Herman began his career designing and commissioning particle beams, particularly for neutrino research as part of the Research Division’s Neutrino Department. Later, he was part of a five-member management team of the Research Division’s Headquarters. His duties included helping to manage all GPP and AIP projects within the division and reviewing agreements and MOUs with experiments. Throughout his career as a physicist, Herman has participated in about a dozen HEP experiments, covering studies in muons in the 1970s, neutrino oscillations in the 1980s, kaon studies in the 1990s, and more neutrino and muon studies in the 2000s.
Part of Herman’s job description has included the ubiquitous “… and other duties as assigned.”
At Fermilab, the ability to predict neutrino production at high energies was significantly improved and captured in the Stefanski/White parameterization.
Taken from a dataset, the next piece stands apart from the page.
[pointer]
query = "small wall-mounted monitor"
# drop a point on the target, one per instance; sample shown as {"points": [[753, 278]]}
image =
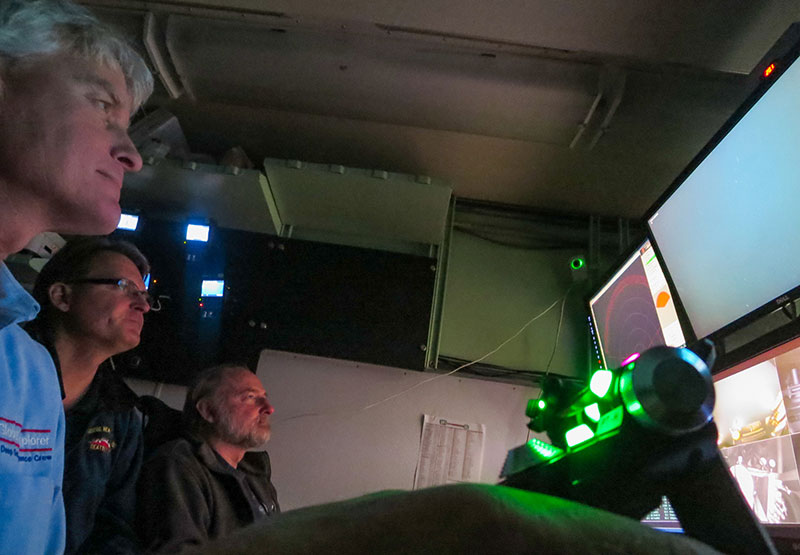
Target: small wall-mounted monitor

Herman created and started the Summer Student Lecture Series, which continues today. The staging and installation of KTeV, accomplished within six months, was managed by Herman. He coordinated the DOE experimental equipment loans to the JPARC project from 2003-2005.
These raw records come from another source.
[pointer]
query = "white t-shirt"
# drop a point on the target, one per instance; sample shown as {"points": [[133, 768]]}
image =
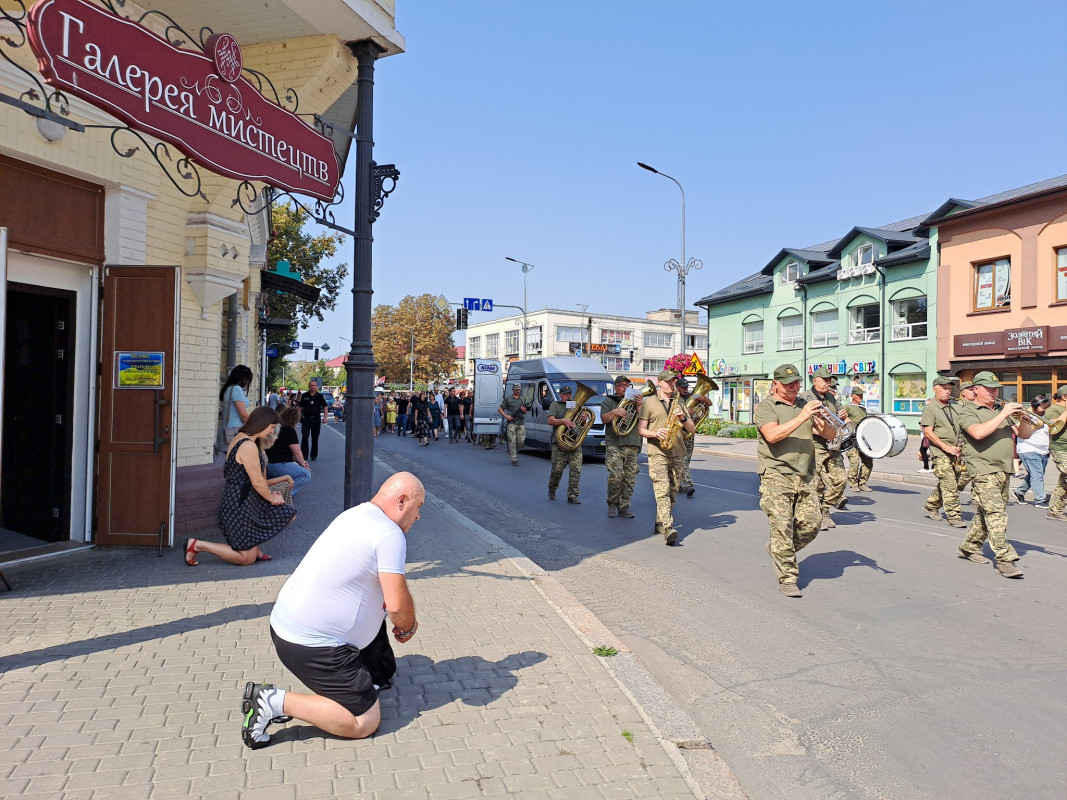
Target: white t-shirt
{"points": [[334, 596]]}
On the national front, he has helped the UEC in visits to Congress and federal executive offices for more than 20 years. His life story video oral history assembled by The HistoryMakers organization was accepted as part of the Library of Congress permanent repository in 2014. He continues to advise the NSF, DOE, NASA and National Academies on physics.
On the international front, Herman has twice served as the USA delegate to the IUPAP International Conference on Women in Physics and continues his role as an advisor to the African School of Fundamental Physics (now in its 10th year).
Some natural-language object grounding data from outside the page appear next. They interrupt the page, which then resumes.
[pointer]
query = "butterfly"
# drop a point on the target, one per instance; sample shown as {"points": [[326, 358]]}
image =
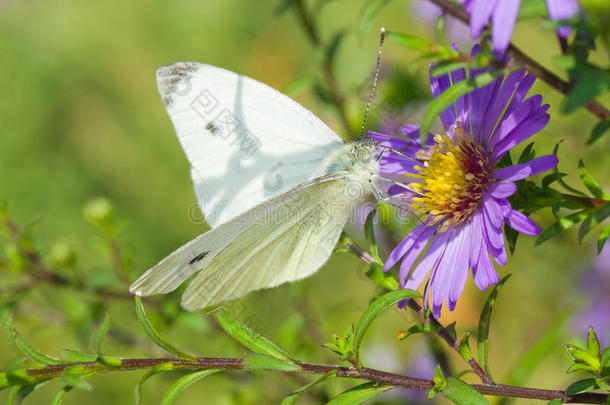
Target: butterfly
{"points": [[273, 181]]}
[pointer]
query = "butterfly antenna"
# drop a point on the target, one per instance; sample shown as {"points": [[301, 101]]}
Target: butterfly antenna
{"points": [[372, 93]]}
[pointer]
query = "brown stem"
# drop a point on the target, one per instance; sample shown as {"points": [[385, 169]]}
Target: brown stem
{"points": [[327, 69], [526, 62], [369, 374], [443, 332]]}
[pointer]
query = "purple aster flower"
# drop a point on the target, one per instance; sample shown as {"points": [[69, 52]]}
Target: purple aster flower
{"points": [[503, 15], [453, 186]]}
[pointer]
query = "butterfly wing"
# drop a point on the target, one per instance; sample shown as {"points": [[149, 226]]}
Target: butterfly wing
{"points": [[286, 238], [246, 141]]}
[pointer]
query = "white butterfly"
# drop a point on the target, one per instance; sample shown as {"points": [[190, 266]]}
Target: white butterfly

On the lighter side, Herman was the first conductor of the Fermilab Orchestra for the operettas produced and performed in Ramsey Auditorium in 1984. The first movie he appeared in, “Cosmic Voyage,” was nominated for an Academy Award in 1997. Herman also generated one of the first computer electronic spreadsheets for the Fermilab budget submission in the late 1970s. (Microcomputers and Excel came years later!)
Please join us for a retirement reception for Herman on Wednesday, Dec. 11, from 2-3 p.m. in the WH2 crossover.